June 24, 2009
Toronto city worker strike creates parking woes at job site
Toronto has fenced off parking paradise for a Lakeshore area construction site and put up garbage dumps as it reacts to the municipal worker strike.
Construction workers at the Park Lake Residences site along Lakeshore Boulevard west were recently greeted with six-foot-high blue fencing and city vehicles blocking access to their usual parking accommodations in city-owned lots along the Waterfront Trail.
“We have an alternative parking arrangement with the city to use these lots because we cannot accommodate the parking requirements for our workers on site,” explains Luciano Petrella, project manager for Saddlebrook Construction, the general contractor on the condominium project.
Workers were parking at the lots as late as June 23, but by the next morning, they could not. The lots now appear designated to become garbage dumps as the municipal worker strike begins to gear up. Twenty-four thousand Toronto municipal workers in Canadian Union of Public Employees (CUPE) Locals 79 and 416 went on strike earlier this week.
“We have 90 to 100 workers daily on the site — there is really no parking around here,” notes Petrella. “Also, I cannot believe they are going to create garbage dumps right here along the lakeshore as tourism season begins.”
Initial strike concerns for construction revolved around permit processing and inspections. Toronto taxpayers have already been up in arms about the loss of garbage removal service. Some residents have experienced delays, at the hands of striking workers, when trying to dispose of their garbage at designated transfer stations, only adding to their frustration. For Saddlebrook, the loss of parking has created a logistical nightmare.
There are approximately 40 tradespeople working on the project who regularly use the parking lots located between Palais Royale and the Humber River Pedestrian Bridge. Luciano says Saddlebrook has an agreement with the city to use the lots at a set price but the company was not notified that it could not longer use them.
“I can tell you this much, we won’t paying for the lots from now on if they are going to be garbage dumps— it does not make sense for us to do so,” says Petrella.
Toronto isn’t the only place experiencing a major strike by municipal workers.

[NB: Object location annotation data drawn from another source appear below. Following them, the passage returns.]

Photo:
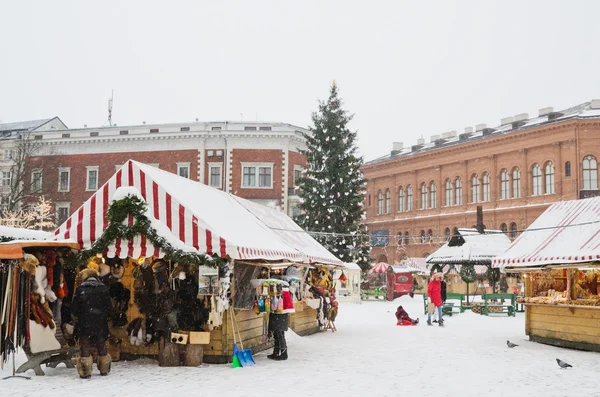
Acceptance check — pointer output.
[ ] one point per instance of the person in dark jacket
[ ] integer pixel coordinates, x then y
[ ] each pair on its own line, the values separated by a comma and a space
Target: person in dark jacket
91, 307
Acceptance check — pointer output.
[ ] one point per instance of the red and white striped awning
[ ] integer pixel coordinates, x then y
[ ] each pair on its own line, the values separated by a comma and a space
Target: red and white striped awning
191, 216
567, 233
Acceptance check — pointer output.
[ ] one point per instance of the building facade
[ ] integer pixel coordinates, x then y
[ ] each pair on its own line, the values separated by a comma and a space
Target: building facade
416, 197
257, 161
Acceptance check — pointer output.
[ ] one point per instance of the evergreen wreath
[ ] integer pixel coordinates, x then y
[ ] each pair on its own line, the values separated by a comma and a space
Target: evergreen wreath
133, 205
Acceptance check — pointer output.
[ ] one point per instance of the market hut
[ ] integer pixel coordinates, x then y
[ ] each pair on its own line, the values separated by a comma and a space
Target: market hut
183, 252
468, 247
560, 255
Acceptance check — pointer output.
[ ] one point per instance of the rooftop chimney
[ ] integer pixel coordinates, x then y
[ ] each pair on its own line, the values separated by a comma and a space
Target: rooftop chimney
545, 111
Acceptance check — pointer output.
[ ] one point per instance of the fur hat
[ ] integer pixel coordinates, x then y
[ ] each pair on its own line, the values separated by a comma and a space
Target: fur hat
87, 273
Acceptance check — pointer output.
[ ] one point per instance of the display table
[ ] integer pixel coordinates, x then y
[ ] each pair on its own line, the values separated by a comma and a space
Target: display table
572, 326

In the early days of the of Windsor’s CUPE Locals 82 and 543 municipal worker strike construction sites experienced some extreme disturbances.
Picketers tried to shut down some of these sites, in some instances, by endangering themselves and standing in front of moving equipment. At one site, a police escort was co-ordinated for workers who needed access to a pollution control plant in order to perform emergency work.
Such incidents have largely been absent as the Windsor strike reaches its eleventh week. The only regular obstacle for construction workers are picket lines slowing down vehicle access to and from and municipal construction sites.